Except, perhaps, his idol Roger Federer.

“Geez, I don’t know if I’d be able to perform playing Roger any time soon,” the rising teenager said after an opening-round defeat of French veteran Stephane Robert on Tuesday.

“I’d be admiring him too much.”

Kyrgios spent a week training with the Swiss maestro in Zurich last month; the experience greatly aided the 19-year-old’s rapid rise, which continued with a convincing display at the All England Club on Tuesday.

Kyrgios, ranked 144th and the youngest man in the draw, rode his big serve and showed great composure in a 7-6(2) 7-6 (1) 6-7 (6) 6-2 win over world No.78 Robert.

> VIDEO: Kyrgios chats with following first round win

The former top-ranked junior needn’t worry about facing seven-time champion Federer – who’s in another quarter of the draw – just yet but there is the small matter of 13th-seeded Frenchman Richard Gasquet to contend with in the second round.

Gasquet beat Australian qualifier James Duckworth in five sets on Tuesday and comprehensively defeated Kyrgios in France’s Davis Cup rout of Australia in February.

Kyrgios is far from daunted by the challenge, however, feeling he’s improved considerably and will match-up much better against the Frenchman away from clay.

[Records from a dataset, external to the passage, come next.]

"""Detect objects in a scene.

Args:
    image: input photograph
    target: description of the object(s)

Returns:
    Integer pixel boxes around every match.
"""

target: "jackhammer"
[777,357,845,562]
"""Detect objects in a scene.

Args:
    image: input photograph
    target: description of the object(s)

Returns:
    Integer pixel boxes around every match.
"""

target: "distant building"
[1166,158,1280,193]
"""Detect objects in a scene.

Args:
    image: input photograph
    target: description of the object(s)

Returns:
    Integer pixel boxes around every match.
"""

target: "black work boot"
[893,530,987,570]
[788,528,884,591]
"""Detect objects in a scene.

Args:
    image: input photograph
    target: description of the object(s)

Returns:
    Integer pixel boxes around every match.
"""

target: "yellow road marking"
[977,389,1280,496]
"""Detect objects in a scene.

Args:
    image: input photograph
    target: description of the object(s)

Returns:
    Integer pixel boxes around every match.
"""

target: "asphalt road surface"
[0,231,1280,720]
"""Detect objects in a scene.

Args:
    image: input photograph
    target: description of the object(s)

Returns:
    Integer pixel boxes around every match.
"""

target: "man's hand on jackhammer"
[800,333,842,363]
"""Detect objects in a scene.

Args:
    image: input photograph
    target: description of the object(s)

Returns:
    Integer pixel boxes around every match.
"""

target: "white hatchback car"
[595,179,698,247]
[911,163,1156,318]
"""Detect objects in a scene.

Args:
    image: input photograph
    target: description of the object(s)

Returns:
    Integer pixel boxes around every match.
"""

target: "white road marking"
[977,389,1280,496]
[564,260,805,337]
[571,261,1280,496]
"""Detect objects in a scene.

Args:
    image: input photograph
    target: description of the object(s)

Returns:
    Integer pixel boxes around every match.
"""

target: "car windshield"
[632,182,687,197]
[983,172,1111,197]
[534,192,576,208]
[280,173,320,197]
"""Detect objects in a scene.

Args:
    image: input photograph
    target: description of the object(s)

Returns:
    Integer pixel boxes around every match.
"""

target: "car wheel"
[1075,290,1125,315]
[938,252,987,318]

“He’s been top 10 in the world and he can play on any surface, so it’s tough,” Kyrgios said of facing the Frenchman, runner-up at Eastbourne last week.

“He gave me a touch up in straight sets (in Davis Cup) but it was definitely close, definitely competitive.

“I know what to expect and I think with my game on grass, it will suit me more.┬áIf I serve well and play aggressive, it’ll be pretty competitive.”

With former Wimbledon champion and unofficial mentor Pat Cash watching on, Kyrgios blasted 29 aces against Robert on Tuesday, making 71 per cent of first serves.

While many of his fellow youngsters have struggled to make the transition from juniors to the senior tour, Kyrgios believes his serve is possibly what sets him apart.

“Especially on the grass its going to help me a lot,” Kyrgios said.

“Stats are stats but when I really needed it (against Robert) thought I served well and I thought that got me over the line.”

Kyrgios has now won main draw matches at Wimbledon, the French Open and Australian Open.

Already at a career-high ranking, Kyrgios is likely to climb to around 130 even if he falls to Gasquet.